Car la neige a fondu,
et la vie a émergé de son sommeil
et elle parcourt les collines et les vallées.
Viens ma bien-aimée,
buvons les dernières larmes de l’hiver
dans les coupes en lys
et apaisons 3 nos esprits
avec la mélodie des oiseaux,
et errons dans l’exaltation
à travers la brise enivrante.
J’avais dix-huit ans quand l’amour m’ouvrit les yeux de ses rayons
magiques et toucha mon âme pour la première fois de ses doigts
ardents. Et Selma Karamy fut la première femme qui réveilla mon
esprit de sa beauté et me conduisit dans le jardin de grande affection,
où les jours passent comme des rêves et les nuits comme des
mariages.
La beauté a son propre langage divin, plus haut que les voix des
langues et des lèvres. Il s’agit d’un langage sans temps, commun à
toute l’humanité, un lac calme qui attire les ruisselets chantants
jusqu’à ses profondeurs et qui les rend silencieux.

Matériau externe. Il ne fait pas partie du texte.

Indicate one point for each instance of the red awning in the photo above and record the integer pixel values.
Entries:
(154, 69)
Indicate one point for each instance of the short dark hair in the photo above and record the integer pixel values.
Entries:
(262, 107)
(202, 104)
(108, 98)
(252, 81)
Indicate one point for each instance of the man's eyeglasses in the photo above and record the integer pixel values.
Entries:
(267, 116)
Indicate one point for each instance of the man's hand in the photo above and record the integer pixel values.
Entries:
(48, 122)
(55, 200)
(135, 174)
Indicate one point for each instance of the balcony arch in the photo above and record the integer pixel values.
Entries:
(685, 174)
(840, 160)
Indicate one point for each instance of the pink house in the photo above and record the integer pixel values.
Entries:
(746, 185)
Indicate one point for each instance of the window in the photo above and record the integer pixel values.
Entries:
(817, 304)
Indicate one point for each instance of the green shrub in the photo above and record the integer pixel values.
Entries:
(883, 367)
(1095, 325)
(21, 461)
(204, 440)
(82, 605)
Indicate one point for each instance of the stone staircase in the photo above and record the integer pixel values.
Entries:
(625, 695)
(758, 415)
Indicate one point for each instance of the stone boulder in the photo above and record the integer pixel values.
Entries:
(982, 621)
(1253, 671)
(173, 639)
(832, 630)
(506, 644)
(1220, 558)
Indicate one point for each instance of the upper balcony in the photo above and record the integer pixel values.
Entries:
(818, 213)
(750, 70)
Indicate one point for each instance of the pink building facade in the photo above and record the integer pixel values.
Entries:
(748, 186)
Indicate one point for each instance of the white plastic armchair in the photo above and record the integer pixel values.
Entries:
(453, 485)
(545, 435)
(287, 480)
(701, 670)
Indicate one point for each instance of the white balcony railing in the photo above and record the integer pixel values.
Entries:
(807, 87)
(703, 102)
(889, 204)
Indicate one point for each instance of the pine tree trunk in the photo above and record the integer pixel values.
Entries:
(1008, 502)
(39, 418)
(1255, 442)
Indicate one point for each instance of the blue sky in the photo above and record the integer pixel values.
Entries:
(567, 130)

Seuls nos esprits peuvent saisir la beauté, ou vivre et grandir avec
elle. Elle intrigue nos esprits. Nous sommes incapables de la décrire
avec des mots. C’est une sensation que nos yeux ne peuvent voir,
constituée à la fois par les sentiments de celui qui observe et l’essence
de celui qu’on observe.
Ils se rencontrent,
comme deux âmes liées aux étoiles
se rencontrent dans le ciel.
Je suis la flamme
et je suis le buisson sec.
Et une partie de moi
consume l’autre partie.
L’amour à travers les âges
Je l’aimais en secret,
et mon sommeil était
entouré de flammes.
Trois personnes étaient séparées dans leurs pensées mais unies dans
leur amour, trois personnes innocentes avec beaucoup de sentiments
mais peu de connaissance.
Un drame était joué par : un vieil homme qui aimait sa fille et qui
se souciait de son bonheur, une jeune femme de vingt ans qui
observait l’avenir avec anxiété et un jeune homme, rêveur et inquiet,
qui n’avait goûté ni le vin de la vie ni son vinaigre, et qui essayait
d’atteindre le sommet de l’amour et de la connaissance mais était
incapable de se lever.
Nous trois, assis au crépuscule, nous mangions et buvions dans
cette maison solitaire, gardée par les yeux du ciel, mais au fond de
nos verres se cachaient amertume et angoisse.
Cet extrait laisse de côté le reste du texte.